Angriffe auf Informationssysteme: EU-Parlament bringt Richtlinie mit europaweitem Hackertool-Verbot auf den Weg (Update)

Das unerlaubte Eindringen in fremde Computersysteme und die Verbreitung von „Hackertools“ sollen künftig EU-weit einheitlich empfindlich bestraft werden. Der Innenausschuss des EU-Parlaments hat soeben eine entsprechende Richtlinie über Angriffe auf Informationssysteme angenommen. Damit wird weiter auf Kriminalisierung und Repression gesetzt, statt dem Problem schlechter IT-Sicherheit auf den Grund zu gehen.

Was wir in Deutschland als Hackerparagraf kennen, wird nun auch EU-weit verschärft. Schon 2010 hat die Kommission einen Vorschlag für eine Richtlinie über Angriffe auf Informationssysteme präsentiert, seitdem verhandelten Parlament und Rat. Hier ist die finale Version, auf die sich die Gremien geeinigt haben: Richtlinie über Angriffe auf Informationssysteme (PDF).

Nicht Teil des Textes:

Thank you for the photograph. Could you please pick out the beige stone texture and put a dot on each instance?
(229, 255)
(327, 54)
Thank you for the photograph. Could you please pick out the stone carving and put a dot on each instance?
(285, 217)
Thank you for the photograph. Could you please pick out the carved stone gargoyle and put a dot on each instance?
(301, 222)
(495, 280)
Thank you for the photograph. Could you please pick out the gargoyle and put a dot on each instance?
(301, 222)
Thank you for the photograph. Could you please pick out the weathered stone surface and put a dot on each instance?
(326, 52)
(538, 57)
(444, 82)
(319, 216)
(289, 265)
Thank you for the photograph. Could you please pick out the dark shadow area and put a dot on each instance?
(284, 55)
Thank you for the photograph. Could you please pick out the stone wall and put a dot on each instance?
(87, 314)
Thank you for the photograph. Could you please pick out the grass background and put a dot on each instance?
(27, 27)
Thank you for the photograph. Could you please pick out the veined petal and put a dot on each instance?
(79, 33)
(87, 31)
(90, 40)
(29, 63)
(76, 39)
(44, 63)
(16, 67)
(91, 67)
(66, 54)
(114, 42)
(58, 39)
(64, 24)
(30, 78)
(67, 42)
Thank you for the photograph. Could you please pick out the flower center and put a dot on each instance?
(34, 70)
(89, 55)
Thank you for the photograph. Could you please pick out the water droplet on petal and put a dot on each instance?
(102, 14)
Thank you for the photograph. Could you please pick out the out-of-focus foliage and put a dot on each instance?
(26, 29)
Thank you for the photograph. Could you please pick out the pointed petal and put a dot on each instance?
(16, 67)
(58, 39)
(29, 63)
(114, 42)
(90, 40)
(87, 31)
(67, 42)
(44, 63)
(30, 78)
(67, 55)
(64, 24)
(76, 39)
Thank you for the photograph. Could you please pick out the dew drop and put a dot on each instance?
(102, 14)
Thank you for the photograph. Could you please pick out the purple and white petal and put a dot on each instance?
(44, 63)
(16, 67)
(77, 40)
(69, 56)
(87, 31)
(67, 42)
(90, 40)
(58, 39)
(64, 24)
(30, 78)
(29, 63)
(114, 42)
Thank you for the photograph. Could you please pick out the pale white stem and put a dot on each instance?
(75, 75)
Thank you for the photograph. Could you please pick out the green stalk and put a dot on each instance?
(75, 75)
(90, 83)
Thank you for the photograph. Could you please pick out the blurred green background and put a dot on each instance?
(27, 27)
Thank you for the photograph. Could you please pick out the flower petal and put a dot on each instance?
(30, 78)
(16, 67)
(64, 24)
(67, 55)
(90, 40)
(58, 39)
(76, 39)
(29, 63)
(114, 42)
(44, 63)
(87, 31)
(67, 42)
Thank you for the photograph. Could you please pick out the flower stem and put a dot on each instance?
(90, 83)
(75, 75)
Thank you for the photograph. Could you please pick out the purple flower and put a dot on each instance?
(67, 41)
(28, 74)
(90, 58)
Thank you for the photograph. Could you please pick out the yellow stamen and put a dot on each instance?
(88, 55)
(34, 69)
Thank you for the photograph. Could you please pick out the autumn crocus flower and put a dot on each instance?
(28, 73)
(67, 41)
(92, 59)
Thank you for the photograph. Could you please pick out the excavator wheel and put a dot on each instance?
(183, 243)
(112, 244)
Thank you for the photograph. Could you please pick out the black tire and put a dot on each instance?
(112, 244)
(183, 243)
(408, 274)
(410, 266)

Demnach sind Angriffe auf IT-Systeme eine wachsende Bedrohung für die Gemeinschaft. Terroristen, die organisierte Kriminalität und politisch motivierte Kriminelle mit Computern bedrohen den „Raum der Freiheit, der Sicherheit und des Rechts“. Zur Abwehr und Bekämpfung braucht es harte Strafen, die die Richtlinie europaweit vereinheitlichen will. Rechtswidriger Zugang zu Informationssystemen, Systemeingriffe sowie Eingriffe in oder Abfangen von Daten sollen unter Strafe stehen. Zudem sollen auch „Tatwerkzeuge“, also „Hackertools“ nicht hergestellt, verkauft, beschafft, eingeführt, besessen, verbreitet oder Verfügbar gemacht werden dürfen, wenn es solchen Zwecken dient.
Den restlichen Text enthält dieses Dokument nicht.